Zelf was hij er heel gelukkig mee. Hij instagramde er op los. Dat zag hij wel meer om zich heen gebeuren. Eerst had hij zich verbaasd over zoveel gelukzalige zelfbevlekking bij zijn collega’s, maar uiteindelijk was hij overstag gegaan. Online scoorde zijn nieuwe werk heel goed. Maar daar had zijn galeriehoudster geen zicht op.
Hij spreidde de werken uit op de galerievloer en nam een slok koffie. De Galerista met de Zachte G veegde ondertussen de kleurig geverfde lokken uit haar gezicht. Het was inderdaad een nieuwe weg die Filemon insloeg. Eigenlijk heel dapper, voor succesvolle kunstenaars om zichzelf te blijven ontwikkelen, had de Galerista met de Zachte G moeten denken. Maar dat deed ze niet. Ze wist het niet.
Ze beloofde het werk op te nemen in een groepstentoonstelling en Filemon reisde weer helemaal terug naar het westen van het land. Blij dat hij al jarenlang met deze galerie samenwerkte.
Tot zijn grote verrassing werd Filemon een paar dagen later gebeld. “Filemon, ik heb noj efkes zitten denken en voljens mij moeten we jouw werk ophangen in m’n kantoortje.” Filemon was verbaasd en vroeg waarom. “Ik ben bang dadde er noj niet helemaal bent, qua nieuwe ri-jting.”

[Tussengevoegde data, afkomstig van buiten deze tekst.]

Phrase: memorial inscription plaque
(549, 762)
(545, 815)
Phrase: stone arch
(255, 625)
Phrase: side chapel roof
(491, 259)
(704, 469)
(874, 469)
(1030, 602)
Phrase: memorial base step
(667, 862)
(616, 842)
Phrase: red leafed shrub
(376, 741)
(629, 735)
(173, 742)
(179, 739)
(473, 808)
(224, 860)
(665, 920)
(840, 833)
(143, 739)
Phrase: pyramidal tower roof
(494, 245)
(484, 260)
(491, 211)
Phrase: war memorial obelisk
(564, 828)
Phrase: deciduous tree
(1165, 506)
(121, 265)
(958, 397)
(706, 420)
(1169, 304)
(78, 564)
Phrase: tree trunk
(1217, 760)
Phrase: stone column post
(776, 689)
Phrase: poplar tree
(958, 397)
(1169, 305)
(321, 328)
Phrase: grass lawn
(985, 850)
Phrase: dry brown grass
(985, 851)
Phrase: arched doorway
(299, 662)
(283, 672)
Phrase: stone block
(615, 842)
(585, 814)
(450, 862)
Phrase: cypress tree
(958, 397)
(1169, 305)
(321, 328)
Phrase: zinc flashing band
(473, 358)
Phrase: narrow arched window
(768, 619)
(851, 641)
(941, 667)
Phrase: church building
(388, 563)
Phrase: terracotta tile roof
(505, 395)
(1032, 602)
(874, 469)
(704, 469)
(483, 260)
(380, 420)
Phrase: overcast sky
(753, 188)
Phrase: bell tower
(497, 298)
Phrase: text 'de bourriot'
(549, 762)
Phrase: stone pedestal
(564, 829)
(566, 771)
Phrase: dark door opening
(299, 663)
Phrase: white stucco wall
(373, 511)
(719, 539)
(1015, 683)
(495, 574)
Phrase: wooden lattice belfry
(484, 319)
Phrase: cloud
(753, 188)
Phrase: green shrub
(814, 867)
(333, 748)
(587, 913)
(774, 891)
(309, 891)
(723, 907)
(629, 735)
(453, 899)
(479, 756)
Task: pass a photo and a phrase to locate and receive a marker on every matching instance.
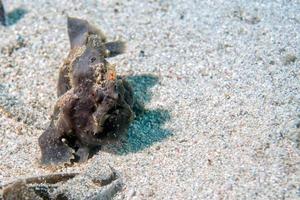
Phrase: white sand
(223, 111)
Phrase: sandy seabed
(219, 80)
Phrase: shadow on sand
(147, 128)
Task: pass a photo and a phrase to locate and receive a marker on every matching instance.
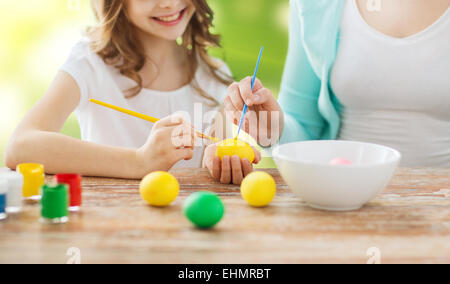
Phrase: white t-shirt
(395, 91)
(103, 82)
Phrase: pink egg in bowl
(313, 172)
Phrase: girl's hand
(261, 103)
(230, 169)
(172, 139)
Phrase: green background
(37, 36)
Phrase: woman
(374, 71)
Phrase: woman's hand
(262, 108)
(230, 169)
(172, 139)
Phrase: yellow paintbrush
(144, 117)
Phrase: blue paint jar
(3, 192)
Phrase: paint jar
(3, 192)
(14, 195)
(33, 180)
(75, 190)
(54, 204)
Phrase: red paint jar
(75, 190)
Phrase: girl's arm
(37, 139)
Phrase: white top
(103, 82)
(395, 92)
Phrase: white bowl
(305, 168)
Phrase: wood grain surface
(408, 223)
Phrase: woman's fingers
(183, 136)
(231, 111)
(225, 176)
(171, 120)
(235, 97)
(245, 88)
(236, 170)
(246, 167)
(216, 168)
(184, 154)
(260, 97)
(257, 156)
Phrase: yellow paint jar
(33, 180)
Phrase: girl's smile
(171, 19)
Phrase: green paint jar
(55, 204)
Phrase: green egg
(204, 209)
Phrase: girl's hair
(115, 41)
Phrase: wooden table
(408, 223)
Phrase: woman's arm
(37, 139)
(300, 89)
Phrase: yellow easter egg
(258, 189)
(235, 147)
(159, 189)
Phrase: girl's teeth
(169, 19)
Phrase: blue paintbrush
(244, 111)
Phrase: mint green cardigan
(312, 111)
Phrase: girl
(132, 60)
(367, 70)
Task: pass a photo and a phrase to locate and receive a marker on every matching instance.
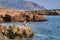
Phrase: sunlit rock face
(20, 4)
(15, 32)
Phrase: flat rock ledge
(15, 32)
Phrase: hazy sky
(48, 4)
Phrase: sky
(48, 4)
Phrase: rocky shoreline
(10, 15)
(15, 32)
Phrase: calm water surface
(49, 30)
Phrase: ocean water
(48, 30)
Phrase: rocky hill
(47, 12)
(20, 4)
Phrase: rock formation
(10, 15)
(15, 32)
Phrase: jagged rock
(15, 32)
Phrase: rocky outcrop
(10, 15)
(47, 12)
(15, 32)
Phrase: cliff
(15, 32)
(10, 15)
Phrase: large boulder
(15, 32)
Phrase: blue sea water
(48, 30)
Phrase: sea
(47, 30)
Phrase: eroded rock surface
(15, 32)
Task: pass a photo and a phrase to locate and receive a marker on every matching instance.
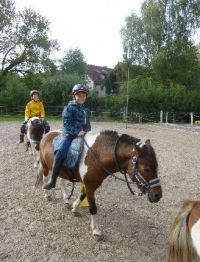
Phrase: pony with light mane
(184, 234)
(35, 132)
(104, 153)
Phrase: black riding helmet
(32, 92)
(79, 88)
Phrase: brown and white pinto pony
(35, 132)
(105, 153)
(184, 234)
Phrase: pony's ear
(148, 142)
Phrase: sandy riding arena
(33, 229)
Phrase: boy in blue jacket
(76, 122)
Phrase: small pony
(184, 234)
(35, 132)
(104, 154)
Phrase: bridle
(141, 181)
(39, 124)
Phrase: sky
(93, 26)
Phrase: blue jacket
(75, 118)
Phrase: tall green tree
(161, 39)
(24, 42)
(73, 62)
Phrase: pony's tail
(179, 238)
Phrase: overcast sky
(91, 25)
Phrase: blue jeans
(61, 154)
(45, 123)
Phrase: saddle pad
(74, 153)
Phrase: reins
(117, 164)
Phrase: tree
(161, 39)
(24, 43)
(73, 62)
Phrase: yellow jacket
(34, 108)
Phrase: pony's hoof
(76, 214)
(98, 237)
(48, 198)
(35, 166)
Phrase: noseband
(146, 185)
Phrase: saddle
(74, 153)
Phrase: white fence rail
(137, 117)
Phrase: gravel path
(32, 229)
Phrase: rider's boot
(55, 172)
(21, 138)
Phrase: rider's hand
(81, 133)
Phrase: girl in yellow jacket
(34, 107)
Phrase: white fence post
(192, 118)
(166, 118)
(161, 116)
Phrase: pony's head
(143, 169)
(36, 131)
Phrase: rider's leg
(46, 126)
(22, 132)
(59, 157)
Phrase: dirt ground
(33, 229)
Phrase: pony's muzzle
(154, 197)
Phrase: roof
(98, 73)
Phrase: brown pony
(35, 132)
(105, 153)
(184, 234)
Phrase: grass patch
(20, 118)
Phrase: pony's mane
(124, 138)
(179, 239)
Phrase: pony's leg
(90, 192)
(64, 190)
(47, 193)
(78, 201)
(35, 155)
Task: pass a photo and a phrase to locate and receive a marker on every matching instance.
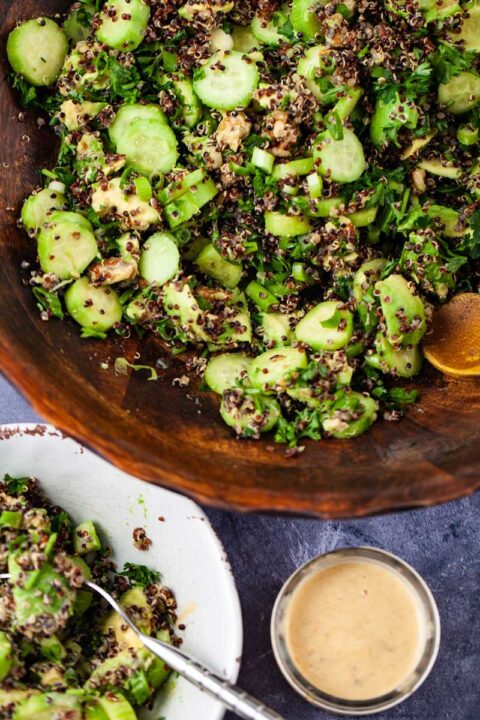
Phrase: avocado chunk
(403, 311)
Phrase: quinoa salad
(280, 192)
(64, 653)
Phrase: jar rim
(336, 704)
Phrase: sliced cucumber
(37, 49)
(60, 216)
(116, 707)
(342, 161)
(150, 146)
(224, 370)
(181, 305)
(78, 25)
(227, 81)
(252, 416)
(267, 31)
(66, 249)
(327, 326)
(304, 18)
(403, 311)
(190, 203)
(362, 411)
(191, 105)
(275, 369)
(277, 329)
(123, 23)
(179, 187)
(127, 114)
(405, 362)
(216, 266)
(85, 538)
(160, 259)
(316, 64)
(282, 225)
(461, 93)
(132, 212)
(38, 208)
(94, 308)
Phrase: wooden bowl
(161, 433)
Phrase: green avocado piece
(405, 362)
(46, 706)
(403, 311)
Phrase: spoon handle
(198, 674)
(235, 699)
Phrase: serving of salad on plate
(280, 192)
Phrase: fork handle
(235, 699)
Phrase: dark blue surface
(442, 543)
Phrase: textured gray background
(443, 543)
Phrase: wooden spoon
(453, 345)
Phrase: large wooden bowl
(160, 433)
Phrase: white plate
(184, 548)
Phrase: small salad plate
(184, 549)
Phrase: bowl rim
(264, 501)
(10, 431)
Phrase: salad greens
(284, 190)
(63, 652)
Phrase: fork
(238, 701)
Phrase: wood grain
(158, 432)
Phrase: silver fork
(234, 699)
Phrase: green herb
(49, 301)
(140, 574)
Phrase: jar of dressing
(355, 631)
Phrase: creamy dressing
(355, 629)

Filemon had dankzij zijn kinderen geleerd dat hij veel geduld moest hebben in het licht van onwetendheid. Maar dat geduld was nu even ver te zoeken. Hij reed in zijn auto naar Brabant en haalde het werk op. Een expositie in een achterafkantoortje kon altijd nog als hij oud en seniel was.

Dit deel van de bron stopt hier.